Now, I think this is even more vexed. If a 5 year old girl says that she hates being a girl and she wants to be a boy, what is she saying? Is she saying that she never wants to have babies? Is she saying she hates the idea of menstruation? No. She is usually saying that she wants to play with trucks and get  muddy and wear boys' clothes, or she has been bullied by the mean girls, or perhaps worse. Does she really understand what it means to be a woman or not in the arc of life? Ditto for a boy. Surely in this day and age we can respond to this by saying, cool, Shiloh Jolie-Pitt, wear ties and trousers, climb trees, that's alright, and it doesn't make you a boy. Instead we are seeing this stuff about how we have to accept the reality that 'some boys are born with vaginas and some girls are born with penises'. I know that people who are saying this think that they are being very liberal in their understanding and acceptance of gender fluidity, but in fact, I think it reflects the opposite. I think it reflects real rigidity in understanding gender roles. My mother never said that I was not a real girl because I would rather play in the mud than with dollies. GD is more intense and complex than this example, but the more interviews I hear from transgendered people, the more I hear how many grew up hearing that they couldn't do this or that because they were a boy or a girl. I wonder how things might have turned out differently with more blurring of what is acceptable gender conforming behaviour. It's not so long ago that an athletic girl was called a 'tomboy', but now that we accept athleticism in girls, we hardly hear the term.

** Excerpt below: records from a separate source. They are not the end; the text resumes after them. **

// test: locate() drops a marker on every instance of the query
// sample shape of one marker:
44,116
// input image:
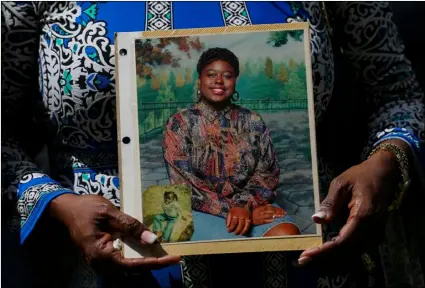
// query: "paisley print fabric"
58,91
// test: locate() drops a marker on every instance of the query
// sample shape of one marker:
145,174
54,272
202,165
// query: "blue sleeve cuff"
34,197
409,138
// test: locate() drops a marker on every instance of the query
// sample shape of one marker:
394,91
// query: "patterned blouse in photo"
226,156
58,94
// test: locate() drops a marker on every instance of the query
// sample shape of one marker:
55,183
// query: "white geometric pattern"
159,15
235,13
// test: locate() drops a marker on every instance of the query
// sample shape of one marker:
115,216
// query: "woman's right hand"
238,220
94,223
265,214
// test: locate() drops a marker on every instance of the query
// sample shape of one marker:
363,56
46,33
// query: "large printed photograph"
224,136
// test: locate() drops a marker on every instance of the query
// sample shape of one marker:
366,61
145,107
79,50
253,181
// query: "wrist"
60,207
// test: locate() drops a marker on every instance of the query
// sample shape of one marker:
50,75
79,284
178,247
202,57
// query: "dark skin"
94,223
217,84
366,191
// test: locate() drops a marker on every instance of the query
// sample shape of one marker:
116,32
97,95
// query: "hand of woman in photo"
238,220
366,189
266,213
94,223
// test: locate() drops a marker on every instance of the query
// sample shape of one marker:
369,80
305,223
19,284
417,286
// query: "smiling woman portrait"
225,153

So I'm not dismissing Gender Dysphoria, and I hope I don't come across as if I am. I think it is a thing that we are going to hear more about as our society becomes, for better or worse, more unstitched about matters of gender and sexuality. It's not that common, but it is a tremendous source of misery and it must be flagged and dealt with by trained professionals in the context of accepting families, or, in the absence of a supportive family, then a supportive community. We need to be less judgemental and more educated. Just as being accepting of gays doesn't make people more gay, accepting trans people won't make more people want to transition. The answer might not in the end be surgery and hormones; the answer might just be accepting that there are those who just don't fit into the gender binary of male and female (even the Talmud recognised 6 genders) and helping them get the help they need, which will be different in every case.

Good luck, Caitlyn, I hope you really have found what you were looking for.